TELL US ABOUT YOUR EXHIBITION:
The time and resources provided by the Artpace residency enabled me to focus on my process and explore a more intimate relationship with adobe. Adobe is a building material and labor that I’ve inherited from my father, Ramon Esparza, who was an adobe brick maker and builder when he was a young man growing up in Durango, Mexico. For me and my practice, adobe has functioned as a building material and vehicle that allows me to explore ways of building community with Brown, queer folks in Los Angeles and beyond. It’s also a material that I’ve used to build spaces that confront the architectures of the white cube.
The work has always manifested collaboratively and collectively with at least three other people. The process has functioned as a laboratory to think about Browness—Brown bodies, our ideas, our creative practices in relation to each other and in relationship to land. Working with adobe in these capacities has been incredibly generative for me and the folks I’ve had the opportunity to work with. I’ve had the immense honor and privilege to work alongside 50+ artists, workers, community members, art workers, family members, and friends over the last four years that now make up a large part of my closest community.
I chose to begin my residency exploring a one-to-one relationship with adobe. While working collaboratively on projects still feels necessary and exciting to me, I also felt it important to spend time thinking about the long-term sustainability of working with land. I started by listening to narrated books while shoveling ten cubic yards of soil earth, five cubic yards of horse dung, a couple bales of hay, and water (all ingredients needed to mix adobe) around the space. In order to explore the possibilities of working with mud, I needed to build a hard earth surface to work on. Immersing myself in the readings and my labor informed the ideas that emerged—ideas about Browness, identity, and space. The dry cracked adobe floor took me back in time to the desert where years ago I volunteered with the No Mas Muertes camp to provide humanitarian aid to end migrant death in the desert. Today’s divisive rhetoric around border building in the USA created an urgency for me to think about how the inherent harshness and difficulty of the desert land is weaponized against migrants. These adobe panels, dogs, and clutches became ways for me to synthesize these different relationships between Brown bodies and land.

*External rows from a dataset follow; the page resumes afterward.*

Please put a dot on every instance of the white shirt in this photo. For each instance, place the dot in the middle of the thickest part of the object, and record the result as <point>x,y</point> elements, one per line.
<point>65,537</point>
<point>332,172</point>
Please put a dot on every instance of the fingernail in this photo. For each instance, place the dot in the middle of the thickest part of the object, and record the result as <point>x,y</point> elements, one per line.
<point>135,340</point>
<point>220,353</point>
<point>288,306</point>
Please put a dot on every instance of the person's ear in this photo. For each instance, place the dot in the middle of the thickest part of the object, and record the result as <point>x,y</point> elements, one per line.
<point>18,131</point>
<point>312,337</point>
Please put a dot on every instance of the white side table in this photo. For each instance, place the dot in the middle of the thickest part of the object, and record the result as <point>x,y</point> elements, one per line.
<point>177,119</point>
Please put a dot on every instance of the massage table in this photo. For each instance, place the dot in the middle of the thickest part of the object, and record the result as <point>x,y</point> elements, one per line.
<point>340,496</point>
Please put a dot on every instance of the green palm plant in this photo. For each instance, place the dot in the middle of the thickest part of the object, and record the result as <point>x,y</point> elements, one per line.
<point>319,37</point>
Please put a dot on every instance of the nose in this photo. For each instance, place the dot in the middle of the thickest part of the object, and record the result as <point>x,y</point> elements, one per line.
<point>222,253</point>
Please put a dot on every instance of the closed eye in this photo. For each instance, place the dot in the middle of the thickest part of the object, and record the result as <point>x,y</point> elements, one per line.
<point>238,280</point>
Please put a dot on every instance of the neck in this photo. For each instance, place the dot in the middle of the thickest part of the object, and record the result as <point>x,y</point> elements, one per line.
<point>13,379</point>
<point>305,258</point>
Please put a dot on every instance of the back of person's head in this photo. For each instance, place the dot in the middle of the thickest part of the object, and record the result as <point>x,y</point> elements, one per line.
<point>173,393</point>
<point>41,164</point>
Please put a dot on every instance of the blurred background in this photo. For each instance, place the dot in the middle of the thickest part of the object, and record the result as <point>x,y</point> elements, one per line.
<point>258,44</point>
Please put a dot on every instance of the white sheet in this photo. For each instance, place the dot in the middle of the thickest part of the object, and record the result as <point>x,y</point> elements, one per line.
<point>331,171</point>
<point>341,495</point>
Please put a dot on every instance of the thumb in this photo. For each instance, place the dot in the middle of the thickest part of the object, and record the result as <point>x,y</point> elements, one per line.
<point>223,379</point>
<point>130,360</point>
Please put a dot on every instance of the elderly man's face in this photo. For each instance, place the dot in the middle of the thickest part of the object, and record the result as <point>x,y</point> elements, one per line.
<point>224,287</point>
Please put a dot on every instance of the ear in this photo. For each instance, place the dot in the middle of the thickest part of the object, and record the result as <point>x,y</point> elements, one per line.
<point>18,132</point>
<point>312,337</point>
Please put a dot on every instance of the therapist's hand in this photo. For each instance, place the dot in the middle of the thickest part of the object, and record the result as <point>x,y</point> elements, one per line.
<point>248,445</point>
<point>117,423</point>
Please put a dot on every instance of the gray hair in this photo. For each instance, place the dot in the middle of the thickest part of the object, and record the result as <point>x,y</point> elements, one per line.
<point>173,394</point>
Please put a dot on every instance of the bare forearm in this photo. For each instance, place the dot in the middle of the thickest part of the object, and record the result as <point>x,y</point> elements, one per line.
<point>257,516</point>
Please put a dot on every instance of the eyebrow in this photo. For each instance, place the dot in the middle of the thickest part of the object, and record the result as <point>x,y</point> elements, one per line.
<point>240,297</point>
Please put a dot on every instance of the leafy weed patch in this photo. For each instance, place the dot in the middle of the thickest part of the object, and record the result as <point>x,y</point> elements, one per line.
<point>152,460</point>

With Land is a meditation on the ways our bodies and land are targets of white supremacy and its violence—systemically oppressed, exploited, stolen, seized, sold, occupied, owned, divided—and how to, within this matrix of consequences of colonization, be with land as a cultural steward that struggles, loses, thrives, and is resilient. With Land is a space of reflection and a monument to the insurmountable loss and resilience of Brown life.